Le politicien du parti de l'eurodéputé anti-UE Nigel Farage est originaire du Pays de Galles et avait déjà reconnu pleinement les faits devant le tribunal. Gill a été condamné par l'Old Bailey à Londres.
Le tribunal a estimé que ses actes portaient atteinte non seulement à sa crédibilité personnelle mais aussi aux processus démocratiques plus larges dans lesquels il occupait un rôle officiel.
Par ce verdict prononcé contre lui, l'affaire marque l'une des peines les plus sévères pour corruption politique dans la jurisprudence britannique récente, la cour ayant mis l'accent sur l’importance de la fonction publique de Gill dans l’évaluation de ses actes.
Gill a reconnu huit cas de corruption survenus entre décembre 2018 et juillet 2019. Durant cette période, selon le tribunal, il a reçu plusieurs dizaines de milliers d'euros ou de livres sterling pour faire des déclarations pro-russes au Parlement et lors d'apparitions médiatiques.
L'argent provenait du politicien ukrainien Oleg Voloshyn.

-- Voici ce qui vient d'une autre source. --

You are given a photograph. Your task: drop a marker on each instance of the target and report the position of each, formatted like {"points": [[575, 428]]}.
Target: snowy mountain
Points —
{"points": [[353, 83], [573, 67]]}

Ce dernier a été décrit par le juge comme un lien clé entre Gill et Moscou. Voloshyn fournissait également, selon le tribunal, des scripts pour les déclarations que Gill diffusait ensuite publiquement.
Gill utilisait ces paiements pour prononcer des discours dans lesquels il critiquait la situation en Ukraine et remettait en question l'état de la démocratie dans ce pays. Ses propos ont ensuite été activement utilisés, selon le tribunal, pour soutenir le point de vue pro-russe à ce sujet.
Le juge conclut que Gill a gravement abusé de sa position d'élu représentant du peuple. À l'époque, Gill était engagé depuis longtemps en politique au sein de partis eurosceptiques. Il avait été politicien pour le UKIP, puis pour le Brexit Party et enfin leader de Reform UK au Pays de Galles.
L’affaire contre Gill portait uniquement sur ses actes en tant que politicien élu lors de ses interventions médiatiques au sein de l’UE. Deux articles décrivent comment, contre rémunération, il acceptait de fournir des déclarations, de participer à des émissions télévisées et de faire des interventions parlementaires qui correspondaient au message de son commanditaire.